Un exercice photo, c’est ça : une consigne précise, un objectif clair, et l’appareil entre les mains. Pas besoin de partir en voyage ni d’acheter un nouvel objectif. La plupart des défis qui suivent se font dans votre salon, dans votre rue, ou pendant une après-midi avec vos enfants.

Voici 9 exercices pratiques pour progresser en photo, classés par compétence. Chacun tient en une phrase de consigne, mais derrière, il y a de quoi vous occuper une semaine entière. À la fin, un programme jour par jour et une méthode toute simple pour vérifier que vous avancez vraiment.

Pourquoi les exercices font progresser plus vite que les tutos

Quand on sort sans but précis, on déclenche au hasard. On rentre avec 200 photos, on en garde deux, et on ne sait pas vraiment pourquoi ces deux-là sortent du lot. Le cerveau n’apprend rien de structuré.

Un exercice inverse la logique. Vous décidez à l’avance ce que vous travaillez : la lumière, le cadrage, la vitesse d’obturation. Chaque photo devient un test. Réussite ou ratage, vous comprenez pourquoi. C’est le principe de la pratique délibérée, celui qui fait progresser un musicien quand il travaille un seul passage difficile au lieu de rejouer le morceau en boucle.

Ces exercices s’intègrent parfaitement dans une démarche d’apprentissage de la photographie en autodidacte.

Nicolas Croce, qui a publié un livre de 25 exercices sur la question, fait le même constat. La plupart des débutants ne stagnent pas par manque de talent. Ils stagnent parce qu’ils n’ont aucun objectif en tête au moment de sortir l’appareil. Donnez-leur une consigne simple, et la progression repart en quelques sorties.
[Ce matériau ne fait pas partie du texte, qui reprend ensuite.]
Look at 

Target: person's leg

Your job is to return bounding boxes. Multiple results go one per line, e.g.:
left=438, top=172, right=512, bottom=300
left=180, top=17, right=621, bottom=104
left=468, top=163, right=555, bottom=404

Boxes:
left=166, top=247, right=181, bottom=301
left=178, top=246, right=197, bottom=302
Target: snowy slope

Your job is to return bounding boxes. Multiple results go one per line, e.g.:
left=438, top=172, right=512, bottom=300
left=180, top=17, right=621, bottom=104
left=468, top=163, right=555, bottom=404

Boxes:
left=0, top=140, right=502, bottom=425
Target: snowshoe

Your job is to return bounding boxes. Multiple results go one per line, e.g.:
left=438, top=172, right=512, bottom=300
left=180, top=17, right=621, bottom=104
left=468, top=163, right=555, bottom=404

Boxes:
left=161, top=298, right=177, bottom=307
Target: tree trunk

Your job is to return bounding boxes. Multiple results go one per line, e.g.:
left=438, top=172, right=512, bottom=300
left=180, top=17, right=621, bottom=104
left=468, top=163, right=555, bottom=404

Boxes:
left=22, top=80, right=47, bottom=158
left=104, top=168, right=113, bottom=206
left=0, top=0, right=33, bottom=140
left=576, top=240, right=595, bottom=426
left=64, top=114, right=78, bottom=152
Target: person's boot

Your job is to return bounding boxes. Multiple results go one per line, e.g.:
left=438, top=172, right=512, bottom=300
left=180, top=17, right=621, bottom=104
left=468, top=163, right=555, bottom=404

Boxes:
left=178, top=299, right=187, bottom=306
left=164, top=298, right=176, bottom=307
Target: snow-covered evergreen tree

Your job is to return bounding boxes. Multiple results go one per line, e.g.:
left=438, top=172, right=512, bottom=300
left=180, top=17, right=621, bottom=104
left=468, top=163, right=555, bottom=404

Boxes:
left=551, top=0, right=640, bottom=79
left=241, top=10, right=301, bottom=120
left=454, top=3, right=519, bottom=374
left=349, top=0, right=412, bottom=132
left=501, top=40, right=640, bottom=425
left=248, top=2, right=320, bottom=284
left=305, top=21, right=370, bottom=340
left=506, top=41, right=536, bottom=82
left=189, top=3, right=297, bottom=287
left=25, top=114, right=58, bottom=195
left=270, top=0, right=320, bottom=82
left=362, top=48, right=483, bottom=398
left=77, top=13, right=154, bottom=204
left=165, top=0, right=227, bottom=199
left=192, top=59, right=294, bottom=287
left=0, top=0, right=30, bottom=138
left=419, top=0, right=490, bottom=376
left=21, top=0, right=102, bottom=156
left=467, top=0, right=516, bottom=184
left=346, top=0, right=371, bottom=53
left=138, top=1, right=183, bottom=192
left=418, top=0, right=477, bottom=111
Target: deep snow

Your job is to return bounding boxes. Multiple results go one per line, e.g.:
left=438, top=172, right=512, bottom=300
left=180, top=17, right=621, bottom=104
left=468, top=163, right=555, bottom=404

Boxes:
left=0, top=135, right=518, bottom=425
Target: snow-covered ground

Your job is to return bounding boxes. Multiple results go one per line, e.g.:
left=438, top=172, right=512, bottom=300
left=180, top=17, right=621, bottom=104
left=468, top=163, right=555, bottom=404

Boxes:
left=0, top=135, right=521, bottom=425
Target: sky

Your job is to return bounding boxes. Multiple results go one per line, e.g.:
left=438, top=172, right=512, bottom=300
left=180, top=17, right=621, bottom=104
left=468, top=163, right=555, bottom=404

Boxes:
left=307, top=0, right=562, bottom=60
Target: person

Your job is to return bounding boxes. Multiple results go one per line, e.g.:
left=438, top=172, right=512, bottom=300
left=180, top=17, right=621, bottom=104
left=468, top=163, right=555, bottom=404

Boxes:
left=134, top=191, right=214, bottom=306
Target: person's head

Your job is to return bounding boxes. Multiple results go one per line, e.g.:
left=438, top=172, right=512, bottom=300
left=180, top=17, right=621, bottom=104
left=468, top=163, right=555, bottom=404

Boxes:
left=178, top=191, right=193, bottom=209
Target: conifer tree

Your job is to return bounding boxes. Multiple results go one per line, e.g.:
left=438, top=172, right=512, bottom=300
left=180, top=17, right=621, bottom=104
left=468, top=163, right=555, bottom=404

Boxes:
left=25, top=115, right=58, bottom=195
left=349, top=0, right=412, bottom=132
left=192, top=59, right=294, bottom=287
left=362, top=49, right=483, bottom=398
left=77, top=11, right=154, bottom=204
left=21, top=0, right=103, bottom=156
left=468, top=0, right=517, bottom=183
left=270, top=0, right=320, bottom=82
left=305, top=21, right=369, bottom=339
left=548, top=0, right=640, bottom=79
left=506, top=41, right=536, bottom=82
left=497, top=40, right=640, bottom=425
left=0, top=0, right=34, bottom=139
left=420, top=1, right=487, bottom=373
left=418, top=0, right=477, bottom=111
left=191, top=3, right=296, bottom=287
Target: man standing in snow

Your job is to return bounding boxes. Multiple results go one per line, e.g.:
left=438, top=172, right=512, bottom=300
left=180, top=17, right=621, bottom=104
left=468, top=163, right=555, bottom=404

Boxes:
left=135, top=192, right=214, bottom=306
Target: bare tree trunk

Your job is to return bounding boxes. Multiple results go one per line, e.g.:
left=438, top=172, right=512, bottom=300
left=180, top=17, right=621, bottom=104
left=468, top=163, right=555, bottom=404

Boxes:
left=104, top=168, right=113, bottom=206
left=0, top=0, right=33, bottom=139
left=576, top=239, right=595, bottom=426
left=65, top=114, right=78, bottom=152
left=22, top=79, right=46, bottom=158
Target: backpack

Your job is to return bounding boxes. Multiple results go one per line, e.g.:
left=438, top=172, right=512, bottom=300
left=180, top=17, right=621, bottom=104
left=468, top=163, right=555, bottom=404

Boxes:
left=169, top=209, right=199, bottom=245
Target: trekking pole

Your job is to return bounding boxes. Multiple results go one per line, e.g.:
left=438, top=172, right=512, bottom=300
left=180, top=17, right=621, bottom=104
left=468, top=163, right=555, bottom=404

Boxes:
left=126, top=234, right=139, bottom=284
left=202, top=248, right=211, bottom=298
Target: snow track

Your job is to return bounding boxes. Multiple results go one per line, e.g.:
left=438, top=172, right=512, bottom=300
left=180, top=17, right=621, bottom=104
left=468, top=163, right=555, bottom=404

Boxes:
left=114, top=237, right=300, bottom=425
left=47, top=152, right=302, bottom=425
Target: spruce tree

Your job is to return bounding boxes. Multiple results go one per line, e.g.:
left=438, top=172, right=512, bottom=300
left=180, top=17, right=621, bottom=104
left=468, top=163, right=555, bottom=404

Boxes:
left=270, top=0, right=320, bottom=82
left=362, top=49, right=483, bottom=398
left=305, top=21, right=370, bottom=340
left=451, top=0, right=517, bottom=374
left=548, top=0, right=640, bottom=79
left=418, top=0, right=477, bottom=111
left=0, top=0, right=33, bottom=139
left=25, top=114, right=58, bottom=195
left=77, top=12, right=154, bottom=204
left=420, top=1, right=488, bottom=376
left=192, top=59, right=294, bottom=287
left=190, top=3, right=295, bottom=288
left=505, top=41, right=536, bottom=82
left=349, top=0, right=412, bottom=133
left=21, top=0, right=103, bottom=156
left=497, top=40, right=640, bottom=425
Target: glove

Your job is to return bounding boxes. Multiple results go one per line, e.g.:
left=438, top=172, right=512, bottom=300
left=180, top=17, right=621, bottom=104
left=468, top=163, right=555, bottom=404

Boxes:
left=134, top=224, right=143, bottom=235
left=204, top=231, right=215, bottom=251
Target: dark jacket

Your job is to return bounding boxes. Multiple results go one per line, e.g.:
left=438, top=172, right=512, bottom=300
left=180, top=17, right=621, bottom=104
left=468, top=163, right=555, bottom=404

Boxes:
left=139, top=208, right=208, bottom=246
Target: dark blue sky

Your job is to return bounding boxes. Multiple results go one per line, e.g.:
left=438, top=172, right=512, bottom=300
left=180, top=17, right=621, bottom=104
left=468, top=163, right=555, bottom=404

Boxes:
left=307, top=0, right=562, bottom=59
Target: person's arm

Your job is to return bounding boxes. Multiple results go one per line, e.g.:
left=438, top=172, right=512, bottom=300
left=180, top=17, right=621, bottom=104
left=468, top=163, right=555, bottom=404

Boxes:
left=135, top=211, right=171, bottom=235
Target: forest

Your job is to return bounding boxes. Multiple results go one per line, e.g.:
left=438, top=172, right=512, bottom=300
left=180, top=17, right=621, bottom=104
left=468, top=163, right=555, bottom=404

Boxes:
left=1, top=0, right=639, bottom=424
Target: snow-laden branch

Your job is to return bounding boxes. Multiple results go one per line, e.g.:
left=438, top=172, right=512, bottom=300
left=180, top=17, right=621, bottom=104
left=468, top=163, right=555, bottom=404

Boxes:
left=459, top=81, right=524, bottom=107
Et il y à un bonus. Un défi, c’est ludique. On a envie de le réussir, donc on déclenche plus, donc on apprend plus. La motivation et la pratique se nourrissent l’une l’autre.

Préparer le terrain avant le premier exercice

Avant d’attaquer, deux ou trois habitudes vont décupler ce que vous tirez de chaque séance.

Notez vos réglages. Que vous photographiiez en RAW ou en JPEG, les données techniques sont enregistrées dans le fichier, dans ce qu’on appelle les données EXIF : ouverture, vitesse, sensibilité ISO, focale utilisée. Lightroom les affiche, l’application Photos de votre téléphone aussi, et même un clic droit sur l’image sous Windows. Prenez le réflexe de regarder ces chiffres quand une photo vous plaît. C’est comme ça qu’on relie un réglage précis à un résultat précis.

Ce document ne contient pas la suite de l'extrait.